Salí, pues, de la habitación donde me encontraba,
que supuse una sala de espera, ya que el patio se correspondía con lo
que podría ser la recepción de un viejo hospital, o sanatorio. En ese
momento el lugar parecía desierto, salvo por la presencia de la mujer
y mi propia presencia, y estaba casi a oscuras; y en cierta forma creaba
la impresión de un edificio público abandonado, impresión que suelen
dar muchos de nuestros edificios públicos, incluso los que están en
uso, especialmente si tienen relación con la salud. Me acerqué entonces
a esa abertura que efectivamente daba acceso a un corredor; el corredor
era mucho más largo de lo que yo hubiera imaginado.

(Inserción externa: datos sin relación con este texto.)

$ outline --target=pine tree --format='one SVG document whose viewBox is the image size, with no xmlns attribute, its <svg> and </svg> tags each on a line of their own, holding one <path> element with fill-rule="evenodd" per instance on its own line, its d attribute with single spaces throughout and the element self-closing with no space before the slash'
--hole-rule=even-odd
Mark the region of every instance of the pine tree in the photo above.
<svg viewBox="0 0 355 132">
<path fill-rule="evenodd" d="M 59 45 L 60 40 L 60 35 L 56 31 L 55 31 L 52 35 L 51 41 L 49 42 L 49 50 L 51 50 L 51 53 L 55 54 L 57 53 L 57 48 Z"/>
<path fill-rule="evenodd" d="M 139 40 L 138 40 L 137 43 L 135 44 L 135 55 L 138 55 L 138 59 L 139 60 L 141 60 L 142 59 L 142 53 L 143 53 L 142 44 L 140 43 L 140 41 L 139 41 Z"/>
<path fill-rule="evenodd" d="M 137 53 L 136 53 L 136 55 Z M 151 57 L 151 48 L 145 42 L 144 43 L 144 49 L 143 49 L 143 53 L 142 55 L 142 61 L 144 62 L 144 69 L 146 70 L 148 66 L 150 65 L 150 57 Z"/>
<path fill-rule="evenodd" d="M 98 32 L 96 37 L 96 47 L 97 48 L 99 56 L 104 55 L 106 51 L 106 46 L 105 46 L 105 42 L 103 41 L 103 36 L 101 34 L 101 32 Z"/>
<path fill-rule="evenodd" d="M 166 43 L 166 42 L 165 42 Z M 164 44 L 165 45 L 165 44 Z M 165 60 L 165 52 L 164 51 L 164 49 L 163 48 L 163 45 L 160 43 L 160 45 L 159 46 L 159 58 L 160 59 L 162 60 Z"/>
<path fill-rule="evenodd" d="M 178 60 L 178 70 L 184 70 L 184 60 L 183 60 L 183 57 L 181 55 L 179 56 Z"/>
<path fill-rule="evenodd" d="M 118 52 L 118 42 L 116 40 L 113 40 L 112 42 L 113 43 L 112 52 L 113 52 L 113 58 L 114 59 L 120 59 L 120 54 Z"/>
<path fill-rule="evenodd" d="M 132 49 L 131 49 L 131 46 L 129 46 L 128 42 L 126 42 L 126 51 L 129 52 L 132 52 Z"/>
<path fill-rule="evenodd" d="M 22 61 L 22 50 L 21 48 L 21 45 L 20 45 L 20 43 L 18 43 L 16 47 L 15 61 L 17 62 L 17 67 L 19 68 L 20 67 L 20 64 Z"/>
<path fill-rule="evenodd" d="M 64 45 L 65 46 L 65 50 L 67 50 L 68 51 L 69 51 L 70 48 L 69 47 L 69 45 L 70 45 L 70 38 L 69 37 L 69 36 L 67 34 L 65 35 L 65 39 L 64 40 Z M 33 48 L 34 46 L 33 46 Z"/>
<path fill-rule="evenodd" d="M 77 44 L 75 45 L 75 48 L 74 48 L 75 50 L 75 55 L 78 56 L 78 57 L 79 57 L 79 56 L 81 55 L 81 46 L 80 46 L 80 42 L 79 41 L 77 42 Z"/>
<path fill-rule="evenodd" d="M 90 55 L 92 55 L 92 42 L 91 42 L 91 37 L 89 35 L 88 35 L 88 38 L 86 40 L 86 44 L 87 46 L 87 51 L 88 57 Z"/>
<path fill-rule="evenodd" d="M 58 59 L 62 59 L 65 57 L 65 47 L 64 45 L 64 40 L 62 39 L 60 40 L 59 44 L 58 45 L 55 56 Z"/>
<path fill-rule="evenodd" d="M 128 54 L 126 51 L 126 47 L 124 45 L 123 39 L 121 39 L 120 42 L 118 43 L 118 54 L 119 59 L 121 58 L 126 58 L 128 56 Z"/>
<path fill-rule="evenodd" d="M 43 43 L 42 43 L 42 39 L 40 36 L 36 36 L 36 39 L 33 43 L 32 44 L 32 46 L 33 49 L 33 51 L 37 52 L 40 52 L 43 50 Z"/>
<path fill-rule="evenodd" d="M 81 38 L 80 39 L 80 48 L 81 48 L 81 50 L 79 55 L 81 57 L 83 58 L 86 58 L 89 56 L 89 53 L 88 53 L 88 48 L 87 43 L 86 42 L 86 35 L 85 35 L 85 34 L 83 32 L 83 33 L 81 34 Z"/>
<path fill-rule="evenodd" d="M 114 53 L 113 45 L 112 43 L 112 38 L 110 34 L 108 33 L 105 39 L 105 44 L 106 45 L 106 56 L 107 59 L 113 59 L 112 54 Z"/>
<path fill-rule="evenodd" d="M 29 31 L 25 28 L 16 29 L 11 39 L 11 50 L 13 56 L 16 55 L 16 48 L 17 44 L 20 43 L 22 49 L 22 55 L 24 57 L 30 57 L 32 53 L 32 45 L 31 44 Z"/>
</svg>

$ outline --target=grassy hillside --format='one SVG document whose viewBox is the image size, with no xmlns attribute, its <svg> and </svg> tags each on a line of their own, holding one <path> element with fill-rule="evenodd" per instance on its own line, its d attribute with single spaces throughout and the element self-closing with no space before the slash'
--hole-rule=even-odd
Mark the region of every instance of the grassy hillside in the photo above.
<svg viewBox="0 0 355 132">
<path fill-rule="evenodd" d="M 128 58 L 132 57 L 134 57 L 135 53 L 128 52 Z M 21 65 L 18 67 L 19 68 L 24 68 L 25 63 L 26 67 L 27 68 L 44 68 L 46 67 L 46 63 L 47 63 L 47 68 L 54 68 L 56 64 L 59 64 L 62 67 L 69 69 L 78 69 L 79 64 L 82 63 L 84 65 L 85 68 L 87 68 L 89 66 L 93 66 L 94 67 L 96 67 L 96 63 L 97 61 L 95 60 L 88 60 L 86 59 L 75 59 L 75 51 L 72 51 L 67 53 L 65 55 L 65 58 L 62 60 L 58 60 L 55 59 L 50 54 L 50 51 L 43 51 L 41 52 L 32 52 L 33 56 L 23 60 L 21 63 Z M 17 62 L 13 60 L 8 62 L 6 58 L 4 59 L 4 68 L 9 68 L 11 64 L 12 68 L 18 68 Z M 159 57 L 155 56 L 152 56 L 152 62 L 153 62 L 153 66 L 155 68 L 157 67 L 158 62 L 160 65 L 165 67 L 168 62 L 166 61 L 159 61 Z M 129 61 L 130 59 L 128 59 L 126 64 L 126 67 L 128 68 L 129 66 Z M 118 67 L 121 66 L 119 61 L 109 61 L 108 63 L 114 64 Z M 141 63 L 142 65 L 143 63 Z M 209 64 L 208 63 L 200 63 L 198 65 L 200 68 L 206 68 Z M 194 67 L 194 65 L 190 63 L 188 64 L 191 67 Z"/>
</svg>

Yo había imaginado
concretamente un pequeño corredor de cuatro o cinco metros de largo,
que desembocaba directamente en un par de puertas de vaivén, de esas
que por algún motivo se utilizan en los baños públicos y dejan a la
vista la parte inferior de las piernas, y los pies, de quienes se sientan
en su watercloset, o incluso una pared de azulejos blancos recorrida
por un caño perforado del que fluye agua constantemente, al pie de la
cual corre una canaleta también esmaltada y blanca, aunque con el tiempo
el color blanco se pierde y, a pesar del flujo continuo del agua, el
color y el olor de la orina van impregnando la pared de azulejos e incluso,
por lo que respecta al olor, las otras paredes y el techo. En este caso,
aunque tal vez fuera simple autosugestión, me parecía que todo ese corredor,
tan largo, tan antiguo, tan mal iluminado y tan abandonado y solitario,
estaba todo él impregnado de una humedad que rezumaban las paredes y
despedía un ligero olor amoniacal. De cualquier manera, las cosas no
eran como yo las había imaginado, y el corredor se prolongaba mucho
más allá de esos pocos metros, y luego torcía hacia la derecha, ocultando
de mi vista lo que serían los baños propiamente dichos. Aun así, antes
de llegar a ese recodo yo confiaba en que el acceso a los baños sería
ahora inmediato; pero también en esto estaba equivocado. Después del
recodo el corredor se ampliaba, o más bien terminaba abruptamente, o
se transformaba en un gran espacio no muy bien determinado, como un
galpón, o más exactamente como los fondos de algunos edificios dedicados
a la atención del público, como pueden serlo los restaurantes o los
mercados, un lugar donde se guardan las cosas de los empleados o los
feriantes, donde están los refrigeradores, donde se deposita mercadería,
dentro de espacios limitados por tejido de alambre, como de gallinero,
con cajones cubiertos con lona verde en su interior; un lugar compartido,
donde los lugares más pequeños que lo integran se van formando y creciendo
como al azar, por imperio de necesidades cambiantes, sin un plan que
determine una estructura racional. Así, me fui abriendo paso entre esas
jaulas como gallineros, puertas cerradas con rejas o candados, rincones
vacíos, e incluso ventanitas de acceso a otras habitaciones donde había
luz eléctrica encendida y gente conversando. La gente estaba vestida
de blanco, y se vivía ese clima especial que se crea con los intercambios
apresurados de saludos e informaciones entre personas que comparten
una tarea o un lugar de trabajo, cuando temprano por la mañana se encuentran
al comenzar su jornada, de modo que me parecía muy inconveniente asomar
la cabeza por esa ventanita y preguntar por los baños. Seguí buscando,
bien a alguien a quien preguntar, bien los baños mismos, que no podían
estar ya mucho más lejos, a menos que me hubiera perdido entre esos
espacios y hubiera dejado sin registrar una parte de ese lugar inmenso,
cosa bastante probable. Así, buscando, llegué a un lugar mucho más amplio
aún, lleno de gente, y me pareció que ahora era mucho más sencillo preguntar.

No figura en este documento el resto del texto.